O CEO do Itaú Unibanco, Milton Maluhy Filho, também defendeu que a eleição seja utilizada para discutir prioridades econômicas de longo prazo, em vez de concentrar o debate na polarização política.

“Qual é o futuro? Qual é o plano econômico? Qual é a visão para educação, para saúde?”, questionou Maluhy.

Para Gilson Finkelsztain, CEO do Santander Brasil, o ajuste brasileiro tende a se tornar mais complexo devido ao ambiente internacional. Ele citou a expansão fiscal global, juros mais elevados e as incertezas provocadas pela guerra entre Estados Unidos e Irã como fatores que aumentam a competição internacional por capital.

“Nós precisamos fazer um dever de casa duplo. Precisamos ajustar rápido, porque o cenário global vai ser mais difícil”, afirmou.

Roberto Sallouti, CEO do BTG Pactual, avaliou que a falta de avanços domésticos pode reduzir ainda mais a capacidade brasileira de competir por investimentos. Segundo ele, recursos internacionais vêm sendo direcionados para economias como Coreia do Sul e Taiwan, impulsionadas também pelos ganhos de produtividade relacionados à inteligência artificial.

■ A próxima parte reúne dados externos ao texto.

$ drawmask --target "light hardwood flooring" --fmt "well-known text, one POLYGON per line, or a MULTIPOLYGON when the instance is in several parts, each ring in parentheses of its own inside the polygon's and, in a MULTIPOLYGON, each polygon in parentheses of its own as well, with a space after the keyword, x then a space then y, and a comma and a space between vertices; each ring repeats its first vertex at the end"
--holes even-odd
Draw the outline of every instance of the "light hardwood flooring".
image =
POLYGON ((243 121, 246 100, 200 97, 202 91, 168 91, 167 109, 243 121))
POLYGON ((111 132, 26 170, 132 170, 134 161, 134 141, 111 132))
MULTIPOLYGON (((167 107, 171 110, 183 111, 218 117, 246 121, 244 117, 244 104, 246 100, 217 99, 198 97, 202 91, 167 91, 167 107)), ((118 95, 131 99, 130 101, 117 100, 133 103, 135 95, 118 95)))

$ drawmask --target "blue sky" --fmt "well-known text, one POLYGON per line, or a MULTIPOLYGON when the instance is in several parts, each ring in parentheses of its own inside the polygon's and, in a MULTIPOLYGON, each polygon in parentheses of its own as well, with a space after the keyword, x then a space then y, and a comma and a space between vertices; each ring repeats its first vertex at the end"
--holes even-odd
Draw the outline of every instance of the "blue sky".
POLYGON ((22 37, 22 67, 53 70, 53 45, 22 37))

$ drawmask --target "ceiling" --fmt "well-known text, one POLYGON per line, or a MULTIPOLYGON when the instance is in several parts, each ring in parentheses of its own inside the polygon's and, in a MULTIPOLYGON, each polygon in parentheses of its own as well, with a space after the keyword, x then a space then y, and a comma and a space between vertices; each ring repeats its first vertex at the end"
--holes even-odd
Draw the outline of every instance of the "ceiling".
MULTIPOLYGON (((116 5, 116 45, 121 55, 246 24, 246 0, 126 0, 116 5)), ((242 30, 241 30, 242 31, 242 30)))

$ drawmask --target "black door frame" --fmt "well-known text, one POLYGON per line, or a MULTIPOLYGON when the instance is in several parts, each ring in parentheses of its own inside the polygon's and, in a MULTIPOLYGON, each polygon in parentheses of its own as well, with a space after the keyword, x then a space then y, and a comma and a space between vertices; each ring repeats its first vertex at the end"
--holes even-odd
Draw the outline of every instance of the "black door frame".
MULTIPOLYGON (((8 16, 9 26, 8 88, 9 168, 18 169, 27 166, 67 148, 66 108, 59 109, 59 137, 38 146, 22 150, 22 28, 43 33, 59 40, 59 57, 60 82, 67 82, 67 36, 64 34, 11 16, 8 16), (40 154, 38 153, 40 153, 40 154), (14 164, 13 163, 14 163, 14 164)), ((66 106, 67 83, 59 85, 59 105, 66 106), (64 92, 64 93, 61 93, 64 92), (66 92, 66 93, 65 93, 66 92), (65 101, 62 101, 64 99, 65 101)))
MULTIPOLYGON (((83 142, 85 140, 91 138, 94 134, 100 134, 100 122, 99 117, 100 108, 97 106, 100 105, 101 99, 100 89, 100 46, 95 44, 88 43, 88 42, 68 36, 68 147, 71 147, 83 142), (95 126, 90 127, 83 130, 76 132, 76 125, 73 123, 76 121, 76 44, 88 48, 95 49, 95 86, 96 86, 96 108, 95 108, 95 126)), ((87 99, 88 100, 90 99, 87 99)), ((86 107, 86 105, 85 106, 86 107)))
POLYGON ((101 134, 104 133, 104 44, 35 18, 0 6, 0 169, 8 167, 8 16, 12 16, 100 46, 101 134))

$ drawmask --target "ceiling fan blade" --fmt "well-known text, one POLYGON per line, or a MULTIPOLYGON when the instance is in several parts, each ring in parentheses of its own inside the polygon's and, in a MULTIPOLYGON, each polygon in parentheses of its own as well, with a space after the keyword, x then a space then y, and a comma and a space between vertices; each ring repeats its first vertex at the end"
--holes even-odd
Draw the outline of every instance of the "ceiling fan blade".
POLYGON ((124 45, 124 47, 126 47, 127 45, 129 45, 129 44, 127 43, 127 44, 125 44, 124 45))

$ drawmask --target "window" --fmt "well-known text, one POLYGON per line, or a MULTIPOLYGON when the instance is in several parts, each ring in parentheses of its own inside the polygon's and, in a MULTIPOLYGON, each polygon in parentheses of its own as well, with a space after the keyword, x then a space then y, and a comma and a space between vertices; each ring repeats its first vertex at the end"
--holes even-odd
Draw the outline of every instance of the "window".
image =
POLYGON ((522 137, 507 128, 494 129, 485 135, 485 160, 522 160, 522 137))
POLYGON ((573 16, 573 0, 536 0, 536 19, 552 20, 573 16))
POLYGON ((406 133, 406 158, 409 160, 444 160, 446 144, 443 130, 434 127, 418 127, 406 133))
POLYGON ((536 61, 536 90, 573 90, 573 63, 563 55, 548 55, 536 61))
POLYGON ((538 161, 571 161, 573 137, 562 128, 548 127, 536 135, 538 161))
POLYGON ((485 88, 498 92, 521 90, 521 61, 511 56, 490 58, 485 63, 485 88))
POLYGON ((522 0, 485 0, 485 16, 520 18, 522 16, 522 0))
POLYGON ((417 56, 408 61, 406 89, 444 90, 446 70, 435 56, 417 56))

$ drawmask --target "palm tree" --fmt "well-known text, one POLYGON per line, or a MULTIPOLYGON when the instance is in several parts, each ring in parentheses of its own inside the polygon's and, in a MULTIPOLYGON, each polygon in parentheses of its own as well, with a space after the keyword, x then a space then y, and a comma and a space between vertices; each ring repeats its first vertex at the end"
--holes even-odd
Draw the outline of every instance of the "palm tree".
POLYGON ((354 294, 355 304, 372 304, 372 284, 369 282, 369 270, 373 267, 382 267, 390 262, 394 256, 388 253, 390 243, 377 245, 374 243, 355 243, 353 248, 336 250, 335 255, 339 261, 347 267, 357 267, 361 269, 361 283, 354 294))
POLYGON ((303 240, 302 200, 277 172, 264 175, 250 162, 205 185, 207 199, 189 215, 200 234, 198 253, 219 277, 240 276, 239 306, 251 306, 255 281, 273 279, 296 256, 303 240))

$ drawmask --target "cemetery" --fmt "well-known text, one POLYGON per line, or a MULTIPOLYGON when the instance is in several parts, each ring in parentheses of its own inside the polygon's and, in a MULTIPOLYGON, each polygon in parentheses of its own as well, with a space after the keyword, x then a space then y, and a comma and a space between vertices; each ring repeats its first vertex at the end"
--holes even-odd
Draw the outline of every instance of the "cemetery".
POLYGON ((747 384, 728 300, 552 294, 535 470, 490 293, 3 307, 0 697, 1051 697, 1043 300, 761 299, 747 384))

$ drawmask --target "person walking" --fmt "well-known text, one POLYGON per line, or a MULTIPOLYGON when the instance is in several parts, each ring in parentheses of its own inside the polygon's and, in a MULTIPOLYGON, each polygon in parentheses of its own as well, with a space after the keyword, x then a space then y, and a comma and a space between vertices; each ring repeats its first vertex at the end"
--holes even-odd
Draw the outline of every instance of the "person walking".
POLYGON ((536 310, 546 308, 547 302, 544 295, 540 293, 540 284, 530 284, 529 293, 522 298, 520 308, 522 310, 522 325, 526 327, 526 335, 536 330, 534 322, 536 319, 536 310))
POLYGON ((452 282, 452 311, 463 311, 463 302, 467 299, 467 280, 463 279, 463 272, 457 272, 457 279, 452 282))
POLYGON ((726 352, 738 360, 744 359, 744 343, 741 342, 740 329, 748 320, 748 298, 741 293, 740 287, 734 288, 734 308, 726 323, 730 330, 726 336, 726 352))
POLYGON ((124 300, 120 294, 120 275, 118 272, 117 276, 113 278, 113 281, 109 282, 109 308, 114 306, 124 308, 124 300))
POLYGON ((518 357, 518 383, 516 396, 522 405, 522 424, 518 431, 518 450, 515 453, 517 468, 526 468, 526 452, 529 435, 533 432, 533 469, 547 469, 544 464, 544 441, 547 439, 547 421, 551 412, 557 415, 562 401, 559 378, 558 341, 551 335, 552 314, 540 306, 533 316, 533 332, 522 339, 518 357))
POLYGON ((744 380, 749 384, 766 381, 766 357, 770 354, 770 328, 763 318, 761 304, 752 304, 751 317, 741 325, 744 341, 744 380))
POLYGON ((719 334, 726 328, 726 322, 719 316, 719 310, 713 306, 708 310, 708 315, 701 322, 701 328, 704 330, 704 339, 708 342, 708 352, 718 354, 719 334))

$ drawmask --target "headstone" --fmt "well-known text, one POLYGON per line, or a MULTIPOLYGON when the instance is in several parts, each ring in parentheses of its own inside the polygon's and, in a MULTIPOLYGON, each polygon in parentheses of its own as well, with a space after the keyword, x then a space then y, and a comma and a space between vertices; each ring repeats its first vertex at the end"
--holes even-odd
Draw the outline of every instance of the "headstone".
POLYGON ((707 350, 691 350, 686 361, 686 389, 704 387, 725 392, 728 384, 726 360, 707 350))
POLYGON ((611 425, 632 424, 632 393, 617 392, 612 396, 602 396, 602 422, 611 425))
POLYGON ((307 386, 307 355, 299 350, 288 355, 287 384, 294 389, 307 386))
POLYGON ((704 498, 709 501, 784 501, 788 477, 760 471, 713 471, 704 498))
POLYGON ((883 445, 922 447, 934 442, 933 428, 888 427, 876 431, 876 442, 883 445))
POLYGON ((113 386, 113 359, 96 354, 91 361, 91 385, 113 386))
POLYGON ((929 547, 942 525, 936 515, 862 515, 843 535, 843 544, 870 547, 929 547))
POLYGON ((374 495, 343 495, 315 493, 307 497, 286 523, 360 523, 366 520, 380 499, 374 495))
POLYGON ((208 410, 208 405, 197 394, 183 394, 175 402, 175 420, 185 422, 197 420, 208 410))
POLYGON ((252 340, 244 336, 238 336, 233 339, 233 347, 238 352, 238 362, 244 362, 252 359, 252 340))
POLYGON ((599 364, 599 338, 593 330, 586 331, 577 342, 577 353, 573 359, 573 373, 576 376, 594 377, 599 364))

Para Sallouti, o Brasil não poderá depender do crescimento populacional para elevar seu PIB potencial e precisará avançar em educação, infraestrutura e adoção de tecnologia. O executivo estima horizontes diferentes para cada desafio: cerca de um ano para o ajuste fiscal, quatro a cinco anos para avanços em segurança e até 15 anos para mudanças estruturais de produtividade.

O presidente da Caixa, Carlos Vieira, apresentou uma avaliação mais favorável sobre as condições do País e afirmou que há preocupação do Ministério da Fazenda e da Presidência da República com equilíbrio fiscal e produtividade. Ele destacou as reservas minerais e a capacidade energética brasileiras como vantagens para o desenvolvimento econômico.

As manifestações dos executivos convergiram na necessidade de uma agenda econômica para o próximo ciclo presidencial, embora com diferentes avaliações sobre os desafios e as condições do País. Com a dívida pública próxima de 82% do PIB e maior competição global por investimentos, política fiscal e produtividade devem ocupar espaço relevante no debate econômico para o período de 2027 a 2030.